What Is Surfactant Flooding?
Surfactant flooding is a chemical EOR technique that injects surface-active agents into a reservoir after waterflood to reduce oil-water interfacial tension from typical values of 20 to 30 millinewtons per meter to ultra-low values below 0.01 millinewtons per meter, mobilizing residual oil that capillary forces had trapped in pore throats beyond the reach of conventional water injection. The surfactant system is formulated to achieve optimal phase behavior (Winsor Type III microemulsion) at the reservoir's specific salinity and temperature, and is typically injected as a slug preceded by a fresh water preflush and followed by a polymer-thickened drive to provide mobility control. In the commercially proven ASP variant, alkali and polymer are co-injected with the surfactant to reduce adsorption, generate in-situ soap from crude naphthenic acids, and control the mobility ratio of the chemical bank advancing through the reservoir.

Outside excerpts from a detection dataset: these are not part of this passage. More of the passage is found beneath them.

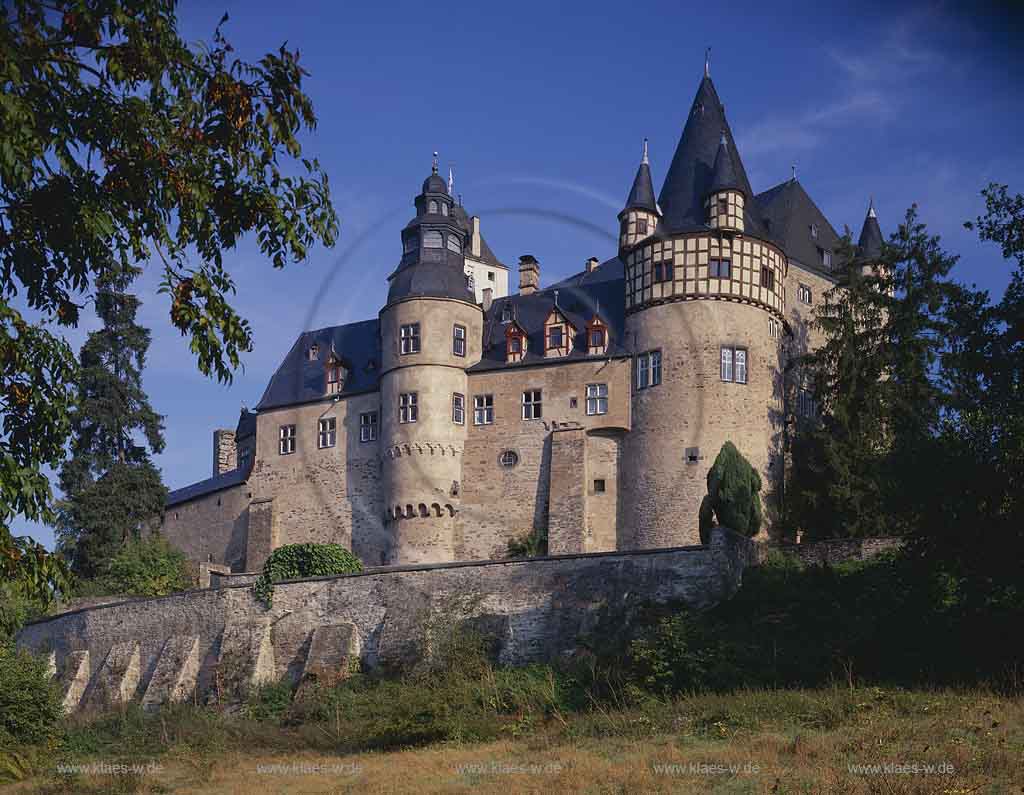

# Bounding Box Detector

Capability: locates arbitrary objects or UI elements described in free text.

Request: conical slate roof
[857,202,882,258]
[708,135,743,193]
[657,76,764,235]
[623,138,660,214]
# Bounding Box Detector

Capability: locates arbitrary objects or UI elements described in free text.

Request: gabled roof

Synonyms and Related Terminology
Surfactant flooding is also called chemical flooding, micellar flooding, micellar-polymer flooding, or ASP flooding when alkali and polymer are included. Related terms include interfacial tension (IFT, the energy per unit area at the interface between immiscible oil and water phases, which governs capillary trapping of residual oil in pore throats and which surfactant flooding reduces to near-zero values to mobilize previously trapped oil ganglia by increasing the dimensionless capillary number above the critical threshold for oil mobilization), enhanced oil recovery (EOR, the suite of methods applied after primary and secondary recovery to extract oil that conventional pressure depletion and waterflooding cannot recover, of which surfactant flooding is one of several chemical EOR approaches alongside polymer flooding, alkali flooding, and ASP flooding), microemulsion (a thermodynamically stable, optically isotropic dispersion of oil and water stabilized by surfactant at a length scale of 10 to 100 nanometers, which forms in the Winsor Type III middle-phase region at or near optimal surfactant formulation conditions and provides the ultra-low IFT between the microemulsion and excess oil and water phases that drives residual oil mobilization), polymer flooding (the EOR method in which water-soluble polymers such as HPAM are added to the injection water to increase its viscosity, improving the mobility ratio between injected water and displaced oil and providing the mobility control required to prevent viscous fingering of the low-viscosity surfactant slug in surfactant and ASP flooding), and wettability (the affinity of a rock surface for oil or water at the molecular scale, which surfactant flooding can alter from oil-wet to water-wet conditions, providing a secondary recovery mechanism beyond IFT reduction by improving the relative permeability to oil in reservoirs where original oil-wet conditions reduce oil mobility).